Communicating for a Knowledge Society
LENScience: A science communication and translation case study
LENScience is a partnership between education, science and the community, focused on nurturing lifelong scientific and health literacy to support social wellbeing and economic development.
Programmes are designed to be implemented by schools working in partnership with the Liggins Institute and our partner tertiary and government organisations.
Programme design recognises that:
- all partners - educators, scientists, students and families, are learners;
- learning contexts must be of value to students, teachers, scientists and the local community;
- learning occurs within the context of the sociocultural experience of the learner;
- learning involves becoming a member of a community and participating in constructing knowledge within the constructs of that community;
- learning develops over time and through a range of interrelated experiences.
In developing your case study, you may consider taking one aspect of LENScience and exploring how the model of partnership is being applied to enable interactive engagement and discourse between school communities and science communities. The headings below offer some direction as to where you can find supporting resources on the web site.
An overview of the LENScience philosophy and model, along with evidence highlights can be found within theLENScience Story.

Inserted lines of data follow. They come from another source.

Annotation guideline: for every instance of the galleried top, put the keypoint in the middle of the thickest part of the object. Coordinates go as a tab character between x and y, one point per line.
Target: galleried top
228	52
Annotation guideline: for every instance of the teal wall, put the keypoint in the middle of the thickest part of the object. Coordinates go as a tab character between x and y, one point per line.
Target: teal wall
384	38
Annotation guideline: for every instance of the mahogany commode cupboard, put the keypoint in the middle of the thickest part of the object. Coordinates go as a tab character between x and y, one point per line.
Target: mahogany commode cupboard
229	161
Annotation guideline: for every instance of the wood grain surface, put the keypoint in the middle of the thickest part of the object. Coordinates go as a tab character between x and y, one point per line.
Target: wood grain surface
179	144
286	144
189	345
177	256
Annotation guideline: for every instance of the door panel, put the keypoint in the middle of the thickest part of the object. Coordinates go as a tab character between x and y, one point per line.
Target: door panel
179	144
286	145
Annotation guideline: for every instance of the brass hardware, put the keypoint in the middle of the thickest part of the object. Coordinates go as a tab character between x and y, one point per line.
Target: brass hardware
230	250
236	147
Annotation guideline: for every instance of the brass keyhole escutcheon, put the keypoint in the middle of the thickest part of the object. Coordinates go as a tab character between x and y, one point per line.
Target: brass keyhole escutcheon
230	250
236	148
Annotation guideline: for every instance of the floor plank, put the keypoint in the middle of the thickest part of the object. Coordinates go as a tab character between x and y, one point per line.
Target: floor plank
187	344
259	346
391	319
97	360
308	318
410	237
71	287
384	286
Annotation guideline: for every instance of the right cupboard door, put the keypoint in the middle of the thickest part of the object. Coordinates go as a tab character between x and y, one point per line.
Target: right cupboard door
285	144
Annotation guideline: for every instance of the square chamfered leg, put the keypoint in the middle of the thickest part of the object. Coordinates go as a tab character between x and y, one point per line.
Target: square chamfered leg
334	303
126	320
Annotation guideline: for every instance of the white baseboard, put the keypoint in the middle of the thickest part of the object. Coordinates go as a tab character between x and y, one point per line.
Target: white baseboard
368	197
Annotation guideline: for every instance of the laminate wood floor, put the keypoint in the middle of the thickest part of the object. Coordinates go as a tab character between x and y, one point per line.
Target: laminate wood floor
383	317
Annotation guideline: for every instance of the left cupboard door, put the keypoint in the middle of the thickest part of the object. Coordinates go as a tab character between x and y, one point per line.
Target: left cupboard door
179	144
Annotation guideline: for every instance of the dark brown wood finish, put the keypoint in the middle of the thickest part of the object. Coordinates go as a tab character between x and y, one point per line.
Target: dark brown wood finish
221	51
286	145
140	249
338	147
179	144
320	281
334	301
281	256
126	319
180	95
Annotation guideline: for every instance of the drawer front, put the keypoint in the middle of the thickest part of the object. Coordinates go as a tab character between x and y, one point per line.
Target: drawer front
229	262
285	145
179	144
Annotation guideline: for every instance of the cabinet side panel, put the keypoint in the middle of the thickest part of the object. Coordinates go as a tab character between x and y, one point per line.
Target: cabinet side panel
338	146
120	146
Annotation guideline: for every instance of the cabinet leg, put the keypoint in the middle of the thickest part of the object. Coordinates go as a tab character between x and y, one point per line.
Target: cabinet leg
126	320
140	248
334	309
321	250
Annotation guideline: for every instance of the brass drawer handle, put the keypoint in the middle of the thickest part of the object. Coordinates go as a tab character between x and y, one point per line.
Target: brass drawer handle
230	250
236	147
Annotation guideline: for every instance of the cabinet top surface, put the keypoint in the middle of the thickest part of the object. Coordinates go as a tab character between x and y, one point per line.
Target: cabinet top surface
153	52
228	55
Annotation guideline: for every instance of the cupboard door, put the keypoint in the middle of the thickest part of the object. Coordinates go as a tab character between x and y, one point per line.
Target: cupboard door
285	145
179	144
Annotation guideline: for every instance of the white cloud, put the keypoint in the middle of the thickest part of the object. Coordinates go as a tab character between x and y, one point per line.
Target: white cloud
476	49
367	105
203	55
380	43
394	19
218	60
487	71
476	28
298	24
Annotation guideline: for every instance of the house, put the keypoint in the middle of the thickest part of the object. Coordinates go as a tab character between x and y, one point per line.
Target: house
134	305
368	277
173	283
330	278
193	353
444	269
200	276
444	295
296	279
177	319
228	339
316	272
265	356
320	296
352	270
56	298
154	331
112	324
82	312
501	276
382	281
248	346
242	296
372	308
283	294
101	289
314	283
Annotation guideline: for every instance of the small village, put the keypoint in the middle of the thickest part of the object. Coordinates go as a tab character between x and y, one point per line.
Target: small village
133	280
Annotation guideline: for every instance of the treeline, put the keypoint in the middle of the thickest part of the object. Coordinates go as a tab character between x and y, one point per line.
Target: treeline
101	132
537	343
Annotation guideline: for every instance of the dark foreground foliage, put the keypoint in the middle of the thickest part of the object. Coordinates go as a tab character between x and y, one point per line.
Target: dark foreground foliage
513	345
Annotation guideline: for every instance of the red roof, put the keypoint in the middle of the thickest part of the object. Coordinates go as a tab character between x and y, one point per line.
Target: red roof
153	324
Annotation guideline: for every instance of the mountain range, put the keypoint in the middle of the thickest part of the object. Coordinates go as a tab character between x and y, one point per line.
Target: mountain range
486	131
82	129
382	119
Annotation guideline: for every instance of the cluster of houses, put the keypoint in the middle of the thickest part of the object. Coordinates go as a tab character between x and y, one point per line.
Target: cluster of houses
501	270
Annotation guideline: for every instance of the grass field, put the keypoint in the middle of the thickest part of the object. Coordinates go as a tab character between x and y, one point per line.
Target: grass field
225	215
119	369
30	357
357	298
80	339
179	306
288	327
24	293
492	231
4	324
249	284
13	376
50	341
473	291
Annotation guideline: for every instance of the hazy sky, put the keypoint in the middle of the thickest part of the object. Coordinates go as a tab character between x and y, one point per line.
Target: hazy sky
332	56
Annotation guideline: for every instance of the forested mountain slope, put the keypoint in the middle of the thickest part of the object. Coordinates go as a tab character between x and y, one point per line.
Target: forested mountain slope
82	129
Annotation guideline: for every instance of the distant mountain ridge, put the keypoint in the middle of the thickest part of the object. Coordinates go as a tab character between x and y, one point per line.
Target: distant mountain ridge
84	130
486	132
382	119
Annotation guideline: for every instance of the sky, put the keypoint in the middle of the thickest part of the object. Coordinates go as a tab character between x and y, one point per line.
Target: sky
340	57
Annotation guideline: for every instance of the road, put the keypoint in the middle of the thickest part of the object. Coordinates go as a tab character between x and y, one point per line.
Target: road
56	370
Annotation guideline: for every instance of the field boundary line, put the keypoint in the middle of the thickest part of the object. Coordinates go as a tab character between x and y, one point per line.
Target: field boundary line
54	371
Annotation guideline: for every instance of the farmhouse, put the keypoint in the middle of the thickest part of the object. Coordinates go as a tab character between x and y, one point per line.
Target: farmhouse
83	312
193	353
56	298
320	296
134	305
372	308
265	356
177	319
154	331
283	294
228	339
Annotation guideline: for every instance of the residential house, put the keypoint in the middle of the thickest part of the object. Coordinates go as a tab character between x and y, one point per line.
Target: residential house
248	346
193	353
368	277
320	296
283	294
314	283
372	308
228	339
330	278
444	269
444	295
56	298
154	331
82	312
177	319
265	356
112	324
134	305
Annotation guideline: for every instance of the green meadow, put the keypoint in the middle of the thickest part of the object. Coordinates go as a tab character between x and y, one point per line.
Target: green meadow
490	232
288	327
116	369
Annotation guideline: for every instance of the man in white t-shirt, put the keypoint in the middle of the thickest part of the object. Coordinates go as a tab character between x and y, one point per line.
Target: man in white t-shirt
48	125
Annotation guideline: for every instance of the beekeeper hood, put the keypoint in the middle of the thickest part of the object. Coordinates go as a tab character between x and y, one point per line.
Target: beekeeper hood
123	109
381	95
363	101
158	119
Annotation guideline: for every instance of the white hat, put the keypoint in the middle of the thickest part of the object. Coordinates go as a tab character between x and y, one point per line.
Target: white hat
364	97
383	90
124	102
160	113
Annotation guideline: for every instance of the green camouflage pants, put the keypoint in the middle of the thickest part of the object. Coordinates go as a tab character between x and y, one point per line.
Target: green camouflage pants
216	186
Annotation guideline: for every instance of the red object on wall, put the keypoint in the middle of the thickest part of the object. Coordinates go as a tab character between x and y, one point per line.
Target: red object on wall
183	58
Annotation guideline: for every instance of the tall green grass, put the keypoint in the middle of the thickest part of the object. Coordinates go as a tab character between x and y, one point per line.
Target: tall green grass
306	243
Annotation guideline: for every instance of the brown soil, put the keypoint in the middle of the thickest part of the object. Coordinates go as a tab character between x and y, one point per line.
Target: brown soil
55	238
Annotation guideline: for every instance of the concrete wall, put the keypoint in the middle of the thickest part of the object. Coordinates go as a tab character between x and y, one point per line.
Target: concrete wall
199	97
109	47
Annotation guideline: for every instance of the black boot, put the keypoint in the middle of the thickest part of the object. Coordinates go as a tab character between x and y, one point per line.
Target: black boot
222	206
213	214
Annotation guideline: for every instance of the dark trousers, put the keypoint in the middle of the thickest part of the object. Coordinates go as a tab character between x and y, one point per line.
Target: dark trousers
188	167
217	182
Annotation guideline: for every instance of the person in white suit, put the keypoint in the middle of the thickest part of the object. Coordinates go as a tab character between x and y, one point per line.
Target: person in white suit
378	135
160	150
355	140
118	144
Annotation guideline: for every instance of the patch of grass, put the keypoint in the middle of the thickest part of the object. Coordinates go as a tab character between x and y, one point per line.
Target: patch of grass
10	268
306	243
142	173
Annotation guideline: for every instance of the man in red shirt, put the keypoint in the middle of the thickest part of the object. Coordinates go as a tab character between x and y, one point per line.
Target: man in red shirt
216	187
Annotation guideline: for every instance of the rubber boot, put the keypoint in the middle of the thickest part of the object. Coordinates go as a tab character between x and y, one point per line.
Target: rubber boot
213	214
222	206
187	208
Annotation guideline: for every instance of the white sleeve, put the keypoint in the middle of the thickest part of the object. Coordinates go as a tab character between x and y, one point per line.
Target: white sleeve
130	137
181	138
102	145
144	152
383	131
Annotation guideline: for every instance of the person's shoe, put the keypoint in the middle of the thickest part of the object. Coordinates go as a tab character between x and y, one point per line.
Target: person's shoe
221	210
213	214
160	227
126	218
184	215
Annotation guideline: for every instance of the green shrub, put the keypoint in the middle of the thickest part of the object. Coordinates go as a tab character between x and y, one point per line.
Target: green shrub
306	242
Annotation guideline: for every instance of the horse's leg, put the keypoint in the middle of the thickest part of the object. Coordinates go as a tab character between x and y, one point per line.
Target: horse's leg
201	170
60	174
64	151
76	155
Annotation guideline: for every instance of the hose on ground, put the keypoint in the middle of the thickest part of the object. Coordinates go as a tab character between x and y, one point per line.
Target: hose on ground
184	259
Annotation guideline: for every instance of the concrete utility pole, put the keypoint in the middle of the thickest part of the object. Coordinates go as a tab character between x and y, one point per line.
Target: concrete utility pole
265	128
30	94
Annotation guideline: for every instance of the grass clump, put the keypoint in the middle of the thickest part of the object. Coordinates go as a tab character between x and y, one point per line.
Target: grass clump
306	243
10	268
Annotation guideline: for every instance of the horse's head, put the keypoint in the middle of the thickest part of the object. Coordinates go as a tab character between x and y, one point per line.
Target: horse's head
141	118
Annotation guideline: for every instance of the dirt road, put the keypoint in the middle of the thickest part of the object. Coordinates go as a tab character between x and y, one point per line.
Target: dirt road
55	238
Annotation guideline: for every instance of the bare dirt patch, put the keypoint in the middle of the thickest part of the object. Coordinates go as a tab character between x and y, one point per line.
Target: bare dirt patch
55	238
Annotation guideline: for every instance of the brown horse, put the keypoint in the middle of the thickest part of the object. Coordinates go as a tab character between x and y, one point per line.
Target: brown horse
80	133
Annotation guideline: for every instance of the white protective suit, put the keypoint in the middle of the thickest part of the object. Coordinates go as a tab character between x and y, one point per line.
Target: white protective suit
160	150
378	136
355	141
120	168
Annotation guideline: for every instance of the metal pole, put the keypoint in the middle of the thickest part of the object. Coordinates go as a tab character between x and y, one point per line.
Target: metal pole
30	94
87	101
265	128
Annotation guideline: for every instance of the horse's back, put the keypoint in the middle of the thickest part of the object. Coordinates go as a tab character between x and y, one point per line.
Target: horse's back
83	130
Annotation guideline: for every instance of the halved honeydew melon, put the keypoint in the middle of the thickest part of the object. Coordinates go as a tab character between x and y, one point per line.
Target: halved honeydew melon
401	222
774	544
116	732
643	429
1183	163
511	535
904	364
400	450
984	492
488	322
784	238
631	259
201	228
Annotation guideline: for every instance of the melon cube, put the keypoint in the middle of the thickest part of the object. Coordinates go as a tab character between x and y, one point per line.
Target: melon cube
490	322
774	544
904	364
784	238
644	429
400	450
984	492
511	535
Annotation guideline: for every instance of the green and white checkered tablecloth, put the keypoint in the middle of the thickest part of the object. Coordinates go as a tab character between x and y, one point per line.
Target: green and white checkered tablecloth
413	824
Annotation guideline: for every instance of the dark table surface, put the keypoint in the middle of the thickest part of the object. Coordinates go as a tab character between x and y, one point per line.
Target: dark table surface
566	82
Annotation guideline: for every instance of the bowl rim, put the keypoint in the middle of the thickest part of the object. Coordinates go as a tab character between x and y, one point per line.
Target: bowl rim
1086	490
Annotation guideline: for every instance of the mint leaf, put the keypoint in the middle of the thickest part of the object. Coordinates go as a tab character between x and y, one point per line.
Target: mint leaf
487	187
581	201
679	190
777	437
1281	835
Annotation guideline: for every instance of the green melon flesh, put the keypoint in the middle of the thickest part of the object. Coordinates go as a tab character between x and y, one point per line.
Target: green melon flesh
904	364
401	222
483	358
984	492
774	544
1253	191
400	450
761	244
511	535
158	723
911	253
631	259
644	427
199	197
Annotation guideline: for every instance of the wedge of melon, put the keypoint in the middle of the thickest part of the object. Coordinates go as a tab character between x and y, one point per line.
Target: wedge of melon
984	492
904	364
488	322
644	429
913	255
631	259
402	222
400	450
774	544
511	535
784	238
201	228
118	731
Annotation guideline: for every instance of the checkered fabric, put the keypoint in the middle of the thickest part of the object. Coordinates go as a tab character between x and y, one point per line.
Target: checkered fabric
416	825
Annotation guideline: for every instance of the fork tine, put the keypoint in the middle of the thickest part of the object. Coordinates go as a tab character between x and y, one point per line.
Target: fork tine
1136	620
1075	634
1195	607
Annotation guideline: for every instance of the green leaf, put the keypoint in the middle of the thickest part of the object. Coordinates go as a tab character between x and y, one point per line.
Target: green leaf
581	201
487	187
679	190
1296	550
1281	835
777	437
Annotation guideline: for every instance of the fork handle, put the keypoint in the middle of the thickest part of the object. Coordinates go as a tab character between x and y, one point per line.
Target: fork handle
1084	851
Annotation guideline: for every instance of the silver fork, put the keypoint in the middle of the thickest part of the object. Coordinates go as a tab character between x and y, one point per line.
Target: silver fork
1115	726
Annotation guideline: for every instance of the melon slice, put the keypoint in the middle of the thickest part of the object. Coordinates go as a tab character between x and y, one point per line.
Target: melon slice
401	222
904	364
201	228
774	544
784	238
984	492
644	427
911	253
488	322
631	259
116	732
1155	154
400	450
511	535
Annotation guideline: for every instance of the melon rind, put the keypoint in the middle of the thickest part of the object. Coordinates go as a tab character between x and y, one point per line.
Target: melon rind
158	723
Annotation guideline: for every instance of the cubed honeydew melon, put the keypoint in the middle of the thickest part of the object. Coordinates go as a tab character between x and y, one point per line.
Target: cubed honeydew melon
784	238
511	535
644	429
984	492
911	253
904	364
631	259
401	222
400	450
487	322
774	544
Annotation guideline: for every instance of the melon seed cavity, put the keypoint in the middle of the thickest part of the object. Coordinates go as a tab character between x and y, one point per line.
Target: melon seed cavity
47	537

Key research publications and reports are available here.
A series of short videos exploring aspects of our work are available here.
The Healthy Start to Life Education for Adolescents Project (HSLeaP) involves both modules of work in schoolsand opportunities for students to participate in learning opportunities within the university, linked to the work they are undertaking in school. Key research evidence examining the impact of this programme on learning and behaviour cab be found here.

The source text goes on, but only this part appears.